The latest casualty is the surge in import duty costs which have skyrocketed by 23% due to the weakening of the national currency against the United States dollar.

The cost of clearing imports has surged to N1,412.573/$ as of May 8, an increase from the year-to-date low of N1,150.16/$ recorded on April 23.

This sudden spike in import duty costs reflects a 48% surge compared to the rate recorded in January.

The surge in import duty costs comes as a result of the fluctuation in the exchange rate between the Naira and the US dollar.

While the Naira experienced a brief rally in April, providing some relief to importers, the recent depreciation has erased those gains and compounded the financial strain on businesses.

Jonathan Nicole, former president of the Shippers Association of Lagos State, voiced concerns over the destabilizing effect of the fluctuating import duty rates on importers.

He criticized the lack of consistency in Nigeria’s economic policies and said there is a need for stability to attract investments and foster economic growth.

In response to the escalating import duty costs, stakeholders in the business community have called for urgent intervention to mitigate the adverse impact on businesses.

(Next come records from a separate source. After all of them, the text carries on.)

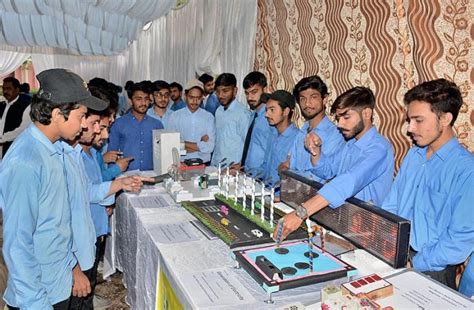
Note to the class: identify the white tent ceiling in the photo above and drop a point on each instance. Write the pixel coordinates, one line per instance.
(83, 27)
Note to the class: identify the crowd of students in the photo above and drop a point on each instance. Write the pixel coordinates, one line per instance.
(58, 180)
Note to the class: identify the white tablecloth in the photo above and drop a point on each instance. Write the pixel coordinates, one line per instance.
(135, 249)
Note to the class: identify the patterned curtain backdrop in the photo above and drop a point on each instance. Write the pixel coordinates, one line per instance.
(389, 46)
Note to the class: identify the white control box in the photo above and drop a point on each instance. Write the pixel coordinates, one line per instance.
(163, 143)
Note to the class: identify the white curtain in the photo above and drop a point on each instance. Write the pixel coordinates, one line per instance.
(210, 36)
(83, 27)
(10, 61)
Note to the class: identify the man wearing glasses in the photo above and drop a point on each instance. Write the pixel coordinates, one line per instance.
(161, 99)
(132, 133)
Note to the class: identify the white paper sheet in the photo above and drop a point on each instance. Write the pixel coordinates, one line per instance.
(172, 233)
(415, 291)
(216, 287)
(151, 201)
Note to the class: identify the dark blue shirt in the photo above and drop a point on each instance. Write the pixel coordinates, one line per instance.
(436, 195)
(134, 138)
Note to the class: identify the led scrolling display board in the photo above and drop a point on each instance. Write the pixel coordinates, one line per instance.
(381, 233)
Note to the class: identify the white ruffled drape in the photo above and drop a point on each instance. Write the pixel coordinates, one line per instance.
(10, 61)
(210, 36)
(82, 27)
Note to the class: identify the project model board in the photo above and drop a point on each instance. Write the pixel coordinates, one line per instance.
(234, 228)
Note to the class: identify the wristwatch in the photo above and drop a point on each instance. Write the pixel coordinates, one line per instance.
(301, 212)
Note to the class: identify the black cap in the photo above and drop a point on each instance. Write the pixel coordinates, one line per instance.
(283, 97)
(62, 86)
(264, 97)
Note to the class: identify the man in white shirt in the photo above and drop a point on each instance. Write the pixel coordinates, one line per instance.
(14, 113)
(195, 125)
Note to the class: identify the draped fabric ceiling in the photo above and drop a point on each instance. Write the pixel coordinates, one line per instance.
(83, 27)
(210, 36)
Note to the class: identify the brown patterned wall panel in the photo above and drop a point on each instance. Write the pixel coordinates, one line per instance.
(387, 45)
(308, 38)
(338, 35)
(284, 41)
(427, 46)
(384, 77)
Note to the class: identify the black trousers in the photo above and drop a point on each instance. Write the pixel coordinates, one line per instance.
(79, 303)
(62, 305)
(447, 276)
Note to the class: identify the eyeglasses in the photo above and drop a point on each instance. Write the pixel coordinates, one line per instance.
(138, 98)
(160, 95)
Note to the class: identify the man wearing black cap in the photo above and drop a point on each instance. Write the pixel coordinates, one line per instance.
(280, 106)
(38, 244)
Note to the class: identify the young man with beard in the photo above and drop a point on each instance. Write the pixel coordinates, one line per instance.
(177, 97)
(132, 133)
(161, 99)
(279, 109)
(195, 125)
(210, 102)
(86, 192)
(259, 132)
(311, 94)
(434, 187)
(363, 168)
(232, 122)
(38, 240)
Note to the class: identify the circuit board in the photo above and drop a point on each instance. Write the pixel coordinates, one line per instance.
(237, 229)
(289, 266)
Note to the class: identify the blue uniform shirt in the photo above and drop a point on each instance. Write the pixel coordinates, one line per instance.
(134, 138)
(231, 129)
(178, 105)
(363, 168)
(192, 127)
(37, 235)
(164, 119)
(278, 146)
(259, 140)
(332, 142)
(83, 231)
(437, 196)
(100, 217)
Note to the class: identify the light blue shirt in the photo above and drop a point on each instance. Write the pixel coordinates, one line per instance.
(231, 129)
(178, 105)
(108, 173)
(466, 286)
(192, 127)
(100, 218)
(363, 168)
(259, 140)
(83, 231)
(278, 146)
(37, 235)
(134, 138)
(163, 119)
(332, 142)
(437, 196)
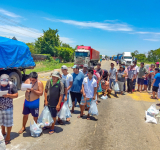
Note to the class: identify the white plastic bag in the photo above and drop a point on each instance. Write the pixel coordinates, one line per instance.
(35, 130)
(93, 108)
(150, 118)
(116, 87)
(70, 101)
(45, 118)
(2, 142)
(64, 113)
(104, 97)
(152, 110)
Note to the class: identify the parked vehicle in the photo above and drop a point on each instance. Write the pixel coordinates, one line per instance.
(86, 55)
(15, 58)
(127, 58)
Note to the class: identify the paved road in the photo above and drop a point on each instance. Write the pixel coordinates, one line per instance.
(119, 126)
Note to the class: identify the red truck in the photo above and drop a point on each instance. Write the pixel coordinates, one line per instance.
(86, 55)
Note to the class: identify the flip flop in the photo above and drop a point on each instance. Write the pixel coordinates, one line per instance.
(79, 116)
(60, 122)
(21, 131)
(51, 131)
(7, 142)
(45, 128)
(152, 97)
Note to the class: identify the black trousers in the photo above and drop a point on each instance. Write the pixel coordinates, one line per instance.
(129, 85)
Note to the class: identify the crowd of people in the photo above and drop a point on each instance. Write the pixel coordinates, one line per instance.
(83, 85)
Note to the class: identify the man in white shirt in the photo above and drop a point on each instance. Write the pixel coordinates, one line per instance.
(69, 80)
(112, 76)
(89, 89)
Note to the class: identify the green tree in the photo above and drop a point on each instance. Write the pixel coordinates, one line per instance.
(65, 53)
(46, 43)
(31, 47)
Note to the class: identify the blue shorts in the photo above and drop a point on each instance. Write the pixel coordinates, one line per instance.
(64, 97)
(140, 81)
(145, 82)
(31, 107)
(53, 111)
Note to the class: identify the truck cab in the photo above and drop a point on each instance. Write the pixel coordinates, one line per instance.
(127, 58)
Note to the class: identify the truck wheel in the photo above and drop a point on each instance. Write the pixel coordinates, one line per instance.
(14, 77)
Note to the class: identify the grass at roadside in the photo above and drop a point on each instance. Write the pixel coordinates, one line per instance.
(45, 66)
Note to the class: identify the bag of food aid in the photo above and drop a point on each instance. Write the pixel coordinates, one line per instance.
(64, 113)
(152, 110)
(70, 102)
(2, 142)
(150, 118)
(45, 119)
(104, 97)
(35, 130)
(116, 87)
(93, 108)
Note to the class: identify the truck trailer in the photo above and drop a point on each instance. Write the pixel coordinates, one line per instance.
(86, 55)
(15, 58)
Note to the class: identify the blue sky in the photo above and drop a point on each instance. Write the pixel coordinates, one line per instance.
(110, 27)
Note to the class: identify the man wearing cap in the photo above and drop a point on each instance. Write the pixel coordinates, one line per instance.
(32, 97)
(76, 86)
(69, 80)
(84, 70)
(137, 71)
(141, 76)
(99, 70)
(112, 76)
(53, 95)
(6, 105)
(157, 64)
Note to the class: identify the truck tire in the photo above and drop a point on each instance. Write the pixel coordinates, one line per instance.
(14, 77)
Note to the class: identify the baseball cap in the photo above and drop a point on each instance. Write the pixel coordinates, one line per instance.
(75, 66)
(56, 74)
(4, 79)
(85, 66)
(64, 67)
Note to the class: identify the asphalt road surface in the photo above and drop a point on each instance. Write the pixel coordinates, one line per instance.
(120, 125)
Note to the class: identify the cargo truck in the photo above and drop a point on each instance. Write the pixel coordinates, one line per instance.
(86, 55)
(15, 58)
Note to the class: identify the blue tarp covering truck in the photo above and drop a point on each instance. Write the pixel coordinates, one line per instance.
(15, 58)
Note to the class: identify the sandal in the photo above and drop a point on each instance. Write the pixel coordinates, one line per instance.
(60, 122)
(21, 131)
(7, 142)
(51, 131)
(152, 97)
(45, 128)
(79, 116)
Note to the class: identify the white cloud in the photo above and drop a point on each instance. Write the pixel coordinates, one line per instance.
(153, 40)
(66, 40)
(25, 34)
(103, 26)
(9, 14)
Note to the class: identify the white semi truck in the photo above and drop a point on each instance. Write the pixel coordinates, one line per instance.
(127, 58)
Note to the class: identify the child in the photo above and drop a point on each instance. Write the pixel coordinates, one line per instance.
(145, 82)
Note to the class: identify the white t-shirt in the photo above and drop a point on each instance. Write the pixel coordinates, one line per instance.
(89, 86)
(137, 69)
(113, 73)
(68, 79)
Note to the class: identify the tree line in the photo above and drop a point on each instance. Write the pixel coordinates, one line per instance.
(151, 56)
(50, 43)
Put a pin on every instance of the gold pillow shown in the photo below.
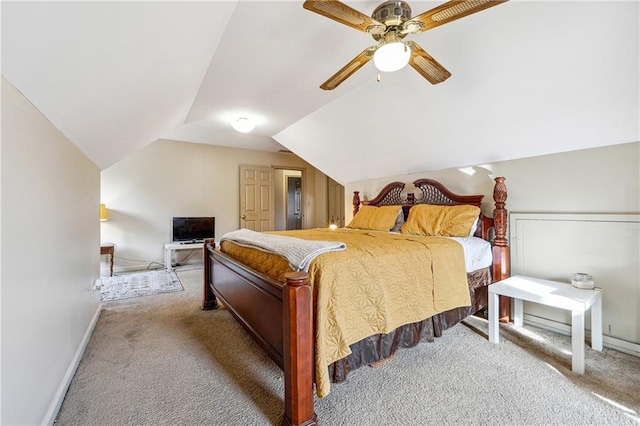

The surge in import duty costs poses a significant challenge to manufacturers and importers, particularly those who had already incurred expenses in anticipation of stable exchange rates.

As the cost of doing business continues to rise, there are growing concerns about the long-term viability of businesses and the potential impact on Nigeria’s economy.

With the economic landscape fraught with uncertainties, stakeholders are urging the government and regulatory authorities to implement measures aimed at stabilizing the currency and creating a conducive environment for businesses to thrive.

Failure to address these challenges could further exacerbate the economic woes facing Nigeria, jeopardizing its path to recovery and growth.